On the other hand, our results revealed that 5-ASA cotreatment reduced intracellular ROS and restored SOD2 activity. This may have been attributed to its role as a free radical scavenger and antioxidant within the intestinal mucosa, one of the previously known mechanisms by which 5-ASA exhibits anti-inflammatory effects [13,22,23]. In vitro experiments have determined that 5-ASA inhibits proinflammatory cytokines by inducing a PPAR-γ gene expression [24], functions as a free radical scavenger [13] and exhibits immunosuppressive activity [25]. Moreover, Burress et al. reported that 5-ASA exhibited antioxidant effects by inducing an intestinal epithelial heat shock protein (hsp72) expression [26]. Overall, the theory of an NSAID-induced enteropathy suggests that the ROS scavenging activity of 5-ASA allows it to inhibit apoptosis and promote cell proliferation, thereby protecting against an NSAID-induced small intestinal injury.

We further investigated the effects of 5-ASA on intestinal permeability. Accordingly, Western blotting and immunofluorescence staining showed that while indomethacin inhibited occludin and ZO-1 expression in IEC-6 cells, 5-ASA cotreatment restored their expression. 5-ASA cotreatment also promoted wound healing, which was reduced by indomethacin. Taken together, the aforementioned results suggest that 5-ASA could reduce intestinal permeability by restoring tight junction molecule expression and promoting wound healing.

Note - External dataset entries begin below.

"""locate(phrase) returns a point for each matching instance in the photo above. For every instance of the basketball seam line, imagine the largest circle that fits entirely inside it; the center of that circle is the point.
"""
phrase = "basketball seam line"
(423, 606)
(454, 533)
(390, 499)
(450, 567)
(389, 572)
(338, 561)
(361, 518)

5-ASA has been an emerging treatment option for managing NSAID-induced enteropathies based on experience with their application in inflammatory bowel diseases, particularly ulcerative colitis [14,15,16]. Moreover, one in vivo experiment using rat models showed that mesalazine reversed the morphological and functional changes induced by indomethacin [27]. Furthermore, Nandi et al. reported that the 5-ASA-induced inhibition of the inducible isoform of NO synthase (iNOS) improved intestinal ulceration in an indomethacin-induced enteropathy [28]. To the best of our knowledge, this has been the first study to elucidate the cellular mechanisms of 5-ASA in an NSAID-induced small intestinal injury.

5. Conclusions

The current study revealed that 5-ASA ameliorated an NSAID-induced small intestinal cell injury by promoting cell proliferation, inhibiting apoptosis and inducing the expression of tight junction proteins, all of which could be attributed to its free radical scavenging function. Therefore, the present study provides evidence that 5-ASA could be a potential treatment option for an NSAID-induced enteropathy. More preclinical and clinical studies are needed to confirm the effectiveness of 5-ASA on NSAID-induced enteropathies.